GPT-4o Mini for initial bulk categorization: Perfect for processing thousands of products daily at minimal cost ($0.15/1M tokens). While it may not catch every nuance, it's extremely cost-effective for basic categorization tasks where 90%+ accuracy is acceptable.
Claude Sonnet for complex edge cases and taxonomy development: With its superior performance on graduate-level reasoning (50.4% vs GPT-4o's 35.7%), Sonnet excels at handling ambiguous cases and developing sophisticated classification systems. Worth the higher cost ($3.00/1M tokens) for these critical decisions that shape your entire catalog structure.
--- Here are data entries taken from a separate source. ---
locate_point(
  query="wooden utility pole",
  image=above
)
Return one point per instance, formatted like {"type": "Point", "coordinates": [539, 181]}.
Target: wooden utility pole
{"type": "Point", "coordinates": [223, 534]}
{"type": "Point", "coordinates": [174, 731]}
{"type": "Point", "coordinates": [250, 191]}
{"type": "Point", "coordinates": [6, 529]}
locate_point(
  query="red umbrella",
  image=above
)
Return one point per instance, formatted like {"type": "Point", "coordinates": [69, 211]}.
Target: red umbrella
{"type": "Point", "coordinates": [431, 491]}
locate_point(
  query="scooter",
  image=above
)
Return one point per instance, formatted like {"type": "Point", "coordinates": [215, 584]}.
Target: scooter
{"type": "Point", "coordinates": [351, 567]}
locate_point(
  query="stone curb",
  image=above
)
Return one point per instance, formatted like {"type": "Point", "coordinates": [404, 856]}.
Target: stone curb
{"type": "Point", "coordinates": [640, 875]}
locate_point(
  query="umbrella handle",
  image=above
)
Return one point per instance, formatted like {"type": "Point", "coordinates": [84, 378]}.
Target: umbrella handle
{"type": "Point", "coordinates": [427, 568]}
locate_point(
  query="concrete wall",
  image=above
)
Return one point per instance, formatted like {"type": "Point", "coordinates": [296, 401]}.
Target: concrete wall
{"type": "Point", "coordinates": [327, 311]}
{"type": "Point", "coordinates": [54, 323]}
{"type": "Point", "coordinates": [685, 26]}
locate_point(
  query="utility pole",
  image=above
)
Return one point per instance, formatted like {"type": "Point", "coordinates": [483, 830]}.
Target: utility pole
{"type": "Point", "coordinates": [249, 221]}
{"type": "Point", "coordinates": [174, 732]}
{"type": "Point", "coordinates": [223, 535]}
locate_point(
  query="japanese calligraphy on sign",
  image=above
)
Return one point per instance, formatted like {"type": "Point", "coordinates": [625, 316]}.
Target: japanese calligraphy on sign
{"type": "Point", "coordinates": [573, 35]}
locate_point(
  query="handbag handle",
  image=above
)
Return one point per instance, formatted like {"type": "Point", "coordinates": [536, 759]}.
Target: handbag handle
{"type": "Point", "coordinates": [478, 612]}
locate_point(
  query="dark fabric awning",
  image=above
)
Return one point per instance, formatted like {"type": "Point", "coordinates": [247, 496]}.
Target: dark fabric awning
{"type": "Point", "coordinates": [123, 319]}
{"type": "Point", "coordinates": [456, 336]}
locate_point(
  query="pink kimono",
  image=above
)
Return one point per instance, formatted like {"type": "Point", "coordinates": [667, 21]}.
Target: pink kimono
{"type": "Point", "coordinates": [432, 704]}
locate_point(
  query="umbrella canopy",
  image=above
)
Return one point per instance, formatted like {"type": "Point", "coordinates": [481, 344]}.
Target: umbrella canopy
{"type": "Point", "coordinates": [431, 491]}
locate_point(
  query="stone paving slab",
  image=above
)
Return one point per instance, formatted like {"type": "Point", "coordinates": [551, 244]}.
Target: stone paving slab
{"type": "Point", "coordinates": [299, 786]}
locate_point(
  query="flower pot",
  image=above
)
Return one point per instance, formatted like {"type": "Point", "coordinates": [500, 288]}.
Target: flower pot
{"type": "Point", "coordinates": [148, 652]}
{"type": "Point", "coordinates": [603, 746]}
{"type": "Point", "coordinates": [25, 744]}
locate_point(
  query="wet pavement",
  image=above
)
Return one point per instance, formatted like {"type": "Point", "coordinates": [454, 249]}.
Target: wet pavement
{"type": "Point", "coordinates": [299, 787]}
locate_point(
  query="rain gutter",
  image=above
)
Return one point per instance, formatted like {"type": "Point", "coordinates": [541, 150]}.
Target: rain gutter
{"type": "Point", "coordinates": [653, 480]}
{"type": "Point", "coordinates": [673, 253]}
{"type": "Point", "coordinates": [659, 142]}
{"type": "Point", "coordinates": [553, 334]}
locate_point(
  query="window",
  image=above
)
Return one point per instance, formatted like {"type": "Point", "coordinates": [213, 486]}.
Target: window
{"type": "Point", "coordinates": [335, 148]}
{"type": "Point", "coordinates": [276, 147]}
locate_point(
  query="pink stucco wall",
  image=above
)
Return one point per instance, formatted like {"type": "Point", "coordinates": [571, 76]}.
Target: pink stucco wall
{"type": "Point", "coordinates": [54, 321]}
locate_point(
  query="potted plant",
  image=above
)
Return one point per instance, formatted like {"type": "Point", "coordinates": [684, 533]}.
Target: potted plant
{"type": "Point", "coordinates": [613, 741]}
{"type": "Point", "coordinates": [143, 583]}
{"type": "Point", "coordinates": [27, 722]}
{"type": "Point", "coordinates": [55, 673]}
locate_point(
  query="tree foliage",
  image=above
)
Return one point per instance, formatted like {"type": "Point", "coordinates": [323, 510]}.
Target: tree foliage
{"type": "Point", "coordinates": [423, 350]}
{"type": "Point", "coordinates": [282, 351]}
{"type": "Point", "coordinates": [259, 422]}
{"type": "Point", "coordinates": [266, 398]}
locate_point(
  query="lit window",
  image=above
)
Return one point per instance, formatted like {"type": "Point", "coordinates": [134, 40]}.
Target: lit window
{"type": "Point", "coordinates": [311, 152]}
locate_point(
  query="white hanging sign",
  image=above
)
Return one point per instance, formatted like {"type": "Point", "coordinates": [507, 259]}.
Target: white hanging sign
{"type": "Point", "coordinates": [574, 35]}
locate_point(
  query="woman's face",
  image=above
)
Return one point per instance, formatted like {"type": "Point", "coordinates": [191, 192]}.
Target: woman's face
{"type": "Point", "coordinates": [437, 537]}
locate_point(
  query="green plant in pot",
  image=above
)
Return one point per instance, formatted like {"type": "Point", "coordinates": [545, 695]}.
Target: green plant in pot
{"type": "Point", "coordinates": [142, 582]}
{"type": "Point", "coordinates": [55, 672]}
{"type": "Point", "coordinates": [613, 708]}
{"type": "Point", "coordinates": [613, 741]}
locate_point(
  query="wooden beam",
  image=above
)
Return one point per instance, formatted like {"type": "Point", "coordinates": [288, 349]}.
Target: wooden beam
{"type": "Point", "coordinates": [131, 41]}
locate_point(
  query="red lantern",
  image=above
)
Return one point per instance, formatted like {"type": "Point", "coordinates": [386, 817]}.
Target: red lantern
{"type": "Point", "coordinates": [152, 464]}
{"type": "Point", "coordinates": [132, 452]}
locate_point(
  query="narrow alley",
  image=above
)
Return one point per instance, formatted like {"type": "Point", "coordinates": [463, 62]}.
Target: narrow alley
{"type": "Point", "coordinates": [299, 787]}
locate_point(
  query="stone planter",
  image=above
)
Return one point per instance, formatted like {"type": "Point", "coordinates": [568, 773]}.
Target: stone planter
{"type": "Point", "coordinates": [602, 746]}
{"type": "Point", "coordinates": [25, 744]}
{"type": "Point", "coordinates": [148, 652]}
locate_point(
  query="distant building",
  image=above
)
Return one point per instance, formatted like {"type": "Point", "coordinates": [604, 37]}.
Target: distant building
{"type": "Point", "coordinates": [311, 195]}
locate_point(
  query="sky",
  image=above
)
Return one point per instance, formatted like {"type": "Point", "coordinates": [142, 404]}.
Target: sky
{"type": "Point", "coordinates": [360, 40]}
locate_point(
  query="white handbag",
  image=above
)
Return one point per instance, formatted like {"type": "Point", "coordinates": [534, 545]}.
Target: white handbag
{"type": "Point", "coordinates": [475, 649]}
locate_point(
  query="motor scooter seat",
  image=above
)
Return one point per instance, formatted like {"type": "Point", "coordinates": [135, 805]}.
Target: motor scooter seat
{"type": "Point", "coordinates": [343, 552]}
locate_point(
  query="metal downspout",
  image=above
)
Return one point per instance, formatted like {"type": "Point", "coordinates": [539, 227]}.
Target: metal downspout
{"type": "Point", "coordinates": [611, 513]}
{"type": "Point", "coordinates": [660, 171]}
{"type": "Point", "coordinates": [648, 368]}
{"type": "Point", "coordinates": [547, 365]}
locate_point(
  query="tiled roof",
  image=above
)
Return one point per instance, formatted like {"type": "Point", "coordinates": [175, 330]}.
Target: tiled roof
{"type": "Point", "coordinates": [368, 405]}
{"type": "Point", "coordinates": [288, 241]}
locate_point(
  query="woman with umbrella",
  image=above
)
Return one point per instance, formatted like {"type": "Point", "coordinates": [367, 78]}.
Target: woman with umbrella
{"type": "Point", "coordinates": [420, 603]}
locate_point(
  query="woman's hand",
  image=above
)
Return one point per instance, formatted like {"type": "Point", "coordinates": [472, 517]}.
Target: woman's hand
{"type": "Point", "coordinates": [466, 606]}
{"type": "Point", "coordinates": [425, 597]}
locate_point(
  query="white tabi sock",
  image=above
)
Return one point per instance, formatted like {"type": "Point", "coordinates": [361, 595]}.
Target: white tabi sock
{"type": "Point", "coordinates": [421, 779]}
Customer Support Automation

Haiku for real-time ticket routing and initial response generation: Combines speed with strong performance (80% on reasoning tasks) at a moderate cost ($1.00/1M tokens). This makes it ideal for real-time operations where you need quick, accurate responses without breaking the bank.
GPT-4o for detailed response drafting: Shows excellent performance on knowledge-based tasks (96.3% on ARC-Challenge) at a middle-tier price point ($2.50/1M tokens). Perfect for generating comprehensive, accurate responses that require deep context understanding.

Sales Operations

Sonnet for complex lead scoring and account prioritization: Its superior performance on complex reasoning tasks makes it worth the premium for high-stakes decisions that directly impact revenue. The difference between 85% and 95% accuracy could mean millions in properly prioritized opportunities.
GPT-4o Mini for high-volume data enrichment: At just $0.15/1M tokens, it's the most cost-effective option for basic data enrichment tasks like standardizing company names or extracting basic firmographic data. When you're processing millions of records monthly, this cost efficiency is crucial.

Getting started with LLMs

Ready to experiment with these models in your data workflows? Here's how to begin:

Start with a lower-cost model (GPT-4o Mini or Haiku) for initial testing
Identify your most critical use cases where accuracy matters most
A/B test different models on your specific data
Monitor both performance and costs to optimize your usage

Remember, you're not locked into a single model - many of our customers use different models for different tasks, optimizing for both performance and cost.